Maroc

Importations de chocolat : ce qui change avec le PLF 2021

Les importations de produits du chocolat et préparations alimentaires contenant du cacao voient leur droit d’importation relevé de 17,5% à 40%. Pour l’Association des biscuitiers, chocolatiers et confiseurs, il s’agit uniquement d’un réalignement du droit d’importation.

Les industriels de la biscuiterie, confiserie et chocolaterie sont dans l’expectative, suite à l’annonce dans le PLF 2021 de l’augmentation de la quotité du droit d’importation applicable à certains produits du chocolat et préparations alimentaires contenant le cacao de 17,5% à 40%. «Quels sont précisément les produits concernés ?», interroge un opérateur. «Nous importons la matière première de chocolat. Nous sommes en train de nous renseigner pour savoir si nous sommes concernés ou pas par cette mesure.
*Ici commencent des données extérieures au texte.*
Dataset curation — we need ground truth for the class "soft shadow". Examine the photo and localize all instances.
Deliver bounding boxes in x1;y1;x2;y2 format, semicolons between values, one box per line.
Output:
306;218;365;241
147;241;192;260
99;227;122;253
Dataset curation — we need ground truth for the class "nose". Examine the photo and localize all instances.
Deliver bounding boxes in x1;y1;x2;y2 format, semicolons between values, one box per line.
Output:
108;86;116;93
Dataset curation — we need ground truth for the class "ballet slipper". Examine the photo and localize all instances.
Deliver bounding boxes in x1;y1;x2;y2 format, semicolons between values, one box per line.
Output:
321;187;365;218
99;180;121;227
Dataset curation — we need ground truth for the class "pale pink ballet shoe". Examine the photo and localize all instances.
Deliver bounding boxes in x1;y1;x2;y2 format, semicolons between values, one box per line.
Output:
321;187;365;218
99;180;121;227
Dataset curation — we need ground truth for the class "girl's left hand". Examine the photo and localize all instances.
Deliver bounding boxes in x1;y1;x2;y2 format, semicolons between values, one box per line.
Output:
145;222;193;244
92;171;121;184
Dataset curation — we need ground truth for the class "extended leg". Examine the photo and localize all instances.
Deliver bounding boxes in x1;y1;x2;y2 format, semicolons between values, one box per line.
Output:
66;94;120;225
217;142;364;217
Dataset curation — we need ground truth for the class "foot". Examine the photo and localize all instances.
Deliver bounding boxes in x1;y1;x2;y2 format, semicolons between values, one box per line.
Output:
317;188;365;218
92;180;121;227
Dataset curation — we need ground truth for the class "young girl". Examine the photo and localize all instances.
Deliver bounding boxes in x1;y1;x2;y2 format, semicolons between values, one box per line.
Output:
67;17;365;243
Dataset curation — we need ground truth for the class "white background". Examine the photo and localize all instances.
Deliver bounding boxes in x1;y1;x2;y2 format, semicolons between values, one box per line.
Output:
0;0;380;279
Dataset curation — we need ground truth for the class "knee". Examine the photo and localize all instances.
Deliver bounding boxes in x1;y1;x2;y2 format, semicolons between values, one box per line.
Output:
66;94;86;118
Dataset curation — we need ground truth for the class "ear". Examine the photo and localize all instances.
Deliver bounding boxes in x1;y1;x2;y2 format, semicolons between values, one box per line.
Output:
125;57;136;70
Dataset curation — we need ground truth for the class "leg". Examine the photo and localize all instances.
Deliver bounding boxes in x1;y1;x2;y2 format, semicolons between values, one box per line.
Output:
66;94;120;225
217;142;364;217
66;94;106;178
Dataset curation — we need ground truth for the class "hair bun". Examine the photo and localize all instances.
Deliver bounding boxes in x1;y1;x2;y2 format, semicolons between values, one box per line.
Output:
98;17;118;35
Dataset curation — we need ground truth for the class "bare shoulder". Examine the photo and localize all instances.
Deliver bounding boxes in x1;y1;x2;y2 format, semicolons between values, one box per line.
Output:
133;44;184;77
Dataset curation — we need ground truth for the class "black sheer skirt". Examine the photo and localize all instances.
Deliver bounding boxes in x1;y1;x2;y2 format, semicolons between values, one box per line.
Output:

Est-ce qu’elle concerne les produits finis ou la matière première ? Nous nous renseignons pour avoir plus de détails, mais toujours pas de réponse. C’est le cas aussi  pour notre transitaire», réagit un autre industriel.


Contacté par la rédaction, Abdelaziz El Alaoui, directeur de l’Association des biscuitiers, chocolatiers et confiseurs (AB2C) éclaire notre lanterne : «Tous les produits à base de chocolat, figurant dans la nomenclature, sont ciblés. Au mois de juin, la loi de Finances rectificative a déjà ciblé un certain nombre de produits. Maintenant, le relèvement de la quotité du droit d’importation vient compléter la posture prise par le Maroc, par un positionnement tarifaire, qui n’a pas été intégré dans la première mesure. Il s’agit seulement d’une mise à niveau technique. La décision de réaligner le droit d’import est politique. Elle fait suite à une augmentation du droit d’importation commun, observée dans plusieurs pays.»

Cependant, le dirigeant de l’association s’interroge sur un virement à 360° observé sur des produits qui bénéficiaient d’un abattement des droits d’importation. «Ce que je n’ai pas bien compris, c’est qu’un certain nombre de produits qui ont eu, au cours des dix dernières années, un abattement des droits d’importation se sont vus dans le droit commun, taxés à 40%». Il assure que ce réalignement du droit d’importation n’a aucune incidence sur les importations, d’une manière générale, des produits manufacturés, que ce soit pour les produits de la biscuiterie, la confiserie et la chocolaterie.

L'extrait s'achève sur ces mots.